Arrows lead from a factory with a smoking chimney, to a river, plants and animals, to a tap, to a woman breastfeeding a baby.

Toxic chemicals travel many pathways into our bodies.
Deadly links: Toxic chemicals pass from animals to people

A hawk catches a mouse.
In this activity, people play the parts of different kinds of animals to show how some toxics are passed from one to another. At least 7 people are needed for this game, the more people the better!

Time: ½ hour to 1 hour

Materials: 20 or 30 necklaces made of colored beads. About half are of one color, such as yellow, and the other half have beads of two colors, such as yellow and red.

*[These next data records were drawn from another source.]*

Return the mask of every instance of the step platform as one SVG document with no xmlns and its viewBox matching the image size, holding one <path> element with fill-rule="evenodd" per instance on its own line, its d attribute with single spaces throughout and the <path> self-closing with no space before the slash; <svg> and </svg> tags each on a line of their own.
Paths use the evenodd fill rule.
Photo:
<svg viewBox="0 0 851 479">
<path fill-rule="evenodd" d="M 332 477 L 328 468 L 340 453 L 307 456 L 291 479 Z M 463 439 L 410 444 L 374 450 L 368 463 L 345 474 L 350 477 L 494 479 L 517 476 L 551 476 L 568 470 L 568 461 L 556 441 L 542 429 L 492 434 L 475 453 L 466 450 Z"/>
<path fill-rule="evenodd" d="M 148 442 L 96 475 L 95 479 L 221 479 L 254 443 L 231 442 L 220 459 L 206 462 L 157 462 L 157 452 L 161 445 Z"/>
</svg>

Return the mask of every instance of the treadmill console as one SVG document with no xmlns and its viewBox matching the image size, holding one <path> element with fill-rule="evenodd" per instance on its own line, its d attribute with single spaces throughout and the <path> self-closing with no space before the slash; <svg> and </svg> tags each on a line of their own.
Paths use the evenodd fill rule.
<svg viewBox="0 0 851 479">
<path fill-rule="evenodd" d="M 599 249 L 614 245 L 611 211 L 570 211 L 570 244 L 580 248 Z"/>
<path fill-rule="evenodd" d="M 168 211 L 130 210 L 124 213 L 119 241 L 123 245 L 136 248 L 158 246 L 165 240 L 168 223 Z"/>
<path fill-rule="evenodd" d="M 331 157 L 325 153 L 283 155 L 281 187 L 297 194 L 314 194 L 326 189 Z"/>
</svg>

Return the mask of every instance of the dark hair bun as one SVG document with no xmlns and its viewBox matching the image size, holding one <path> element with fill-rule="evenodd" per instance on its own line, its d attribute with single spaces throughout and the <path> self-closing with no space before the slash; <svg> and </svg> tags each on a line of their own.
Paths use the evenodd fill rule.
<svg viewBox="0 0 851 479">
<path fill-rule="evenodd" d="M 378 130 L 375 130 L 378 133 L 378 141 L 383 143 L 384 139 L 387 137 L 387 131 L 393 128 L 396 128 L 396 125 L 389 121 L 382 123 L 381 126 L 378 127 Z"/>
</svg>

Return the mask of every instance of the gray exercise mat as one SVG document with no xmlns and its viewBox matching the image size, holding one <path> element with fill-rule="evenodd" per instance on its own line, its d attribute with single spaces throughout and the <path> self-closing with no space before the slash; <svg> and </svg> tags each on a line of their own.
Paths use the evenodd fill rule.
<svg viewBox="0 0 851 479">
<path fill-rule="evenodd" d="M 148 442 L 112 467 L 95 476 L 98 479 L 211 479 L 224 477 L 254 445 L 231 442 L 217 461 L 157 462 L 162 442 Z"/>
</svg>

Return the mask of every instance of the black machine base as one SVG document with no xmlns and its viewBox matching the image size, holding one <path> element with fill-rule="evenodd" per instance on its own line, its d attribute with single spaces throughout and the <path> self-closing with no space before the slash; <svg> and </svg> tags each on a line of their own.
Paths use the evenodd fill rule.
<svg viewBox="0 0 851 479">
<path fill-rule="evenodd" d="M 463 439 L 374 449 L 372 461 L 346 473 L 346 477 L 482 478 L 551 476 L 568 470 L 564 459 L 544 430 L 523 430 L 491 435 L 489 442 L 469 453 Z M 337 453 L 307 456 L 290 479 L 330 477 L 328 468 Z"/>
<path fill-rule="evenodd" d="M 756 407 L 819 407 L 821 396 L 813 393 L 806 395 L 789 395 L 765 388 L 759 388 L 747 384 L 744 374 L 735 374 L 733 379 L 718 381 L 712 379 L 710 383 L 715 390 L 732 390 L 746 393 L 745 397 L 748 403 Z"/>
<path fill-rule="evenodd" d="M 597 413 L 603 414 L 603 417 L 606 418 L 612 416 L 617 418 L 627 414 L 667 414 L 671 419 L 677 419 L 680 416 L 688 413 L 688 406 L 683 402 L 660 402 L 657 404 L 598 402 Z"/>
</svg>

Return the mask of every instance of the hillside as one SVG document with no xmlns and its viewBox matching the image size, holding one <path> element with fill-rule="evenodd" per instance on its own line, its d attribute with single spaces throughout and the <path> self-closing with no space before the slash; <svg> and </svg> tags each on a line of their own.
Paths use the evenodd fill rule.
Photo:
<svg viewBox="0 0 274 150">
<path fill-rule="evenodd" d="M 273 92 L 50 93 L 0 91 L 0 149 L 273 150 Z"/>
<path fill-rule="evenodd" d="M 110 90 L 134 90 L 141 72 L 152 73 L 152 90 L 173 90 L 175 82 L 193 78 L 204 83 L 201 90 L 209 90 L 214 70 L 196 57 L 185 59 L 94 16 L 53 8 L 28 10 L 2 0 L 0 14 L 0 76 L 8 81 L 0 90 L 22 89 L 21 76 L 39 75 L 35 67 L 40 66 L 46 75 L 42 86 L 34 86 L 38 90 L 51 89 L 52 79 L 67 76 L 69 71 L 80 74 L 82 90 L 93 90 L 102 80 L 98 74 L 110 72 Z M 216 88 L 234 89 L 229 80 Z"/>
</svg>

  1. Each person takes the role of an animal. We use hawks, mice, and grasshoppers, but you can use any familiar animals. Choose a small number of hawks (1 or 2), more mice (4 to 10), and lots of grasshoppers. Use armbands, signs, or other markers to identify the different kinds of animals. The facilitator places the colored necklaces in sight around the area where the game will be played.
  2. The facilitator announces that the colored necklaces are food for grasshoppers. What she doesn’t say is that the red beads are toxic chemicals that have collected in the food. The grasshoppers collect their food by putting necklaces around their necks. Each grasshopper collects as much food as possible, remembering how many necklaces she collected in total.
  3. Next, release the mice into the play area to hunt the grasshoppers. Whenever a mouse catches a grasshopper, he or she puts on all the necklaces the grasshopper was wearing and the grasshopper leaves the game. Each mouse should have time to catch one or more grasshoppers and put on the necklaces he collects.
  4. Release the hawks into the game to hunt the mice, while the mice are hunting grasshoppers. Any mouse caught by a hawk turns over all of its necklaces and then sits out.
  5. Once the hawks have collected all the necklaces, all the players gather in a circle. Ask each grasshopper and mouse how many necklaces they collected before they were eaten and if any of these necklaces had red beads on them. Then ask the hawks to show the necklaces they collected.
  6. Begin a discussion, telling the group that the red beads are toxic chemicals in the food. Explain that the hawk with the most red beads dies because the most toxics have accumulated in her body. Other hawks may survive, but will lay eggs with thin shells or hatch sickly chicks. Ask the group to discuss how toxic chemicals get into their water or food. What foods do people eat that may have toxic chemicals in them? How can we keep toxic chemicals from accumulating in our bodies? How can we keep them out of the environment?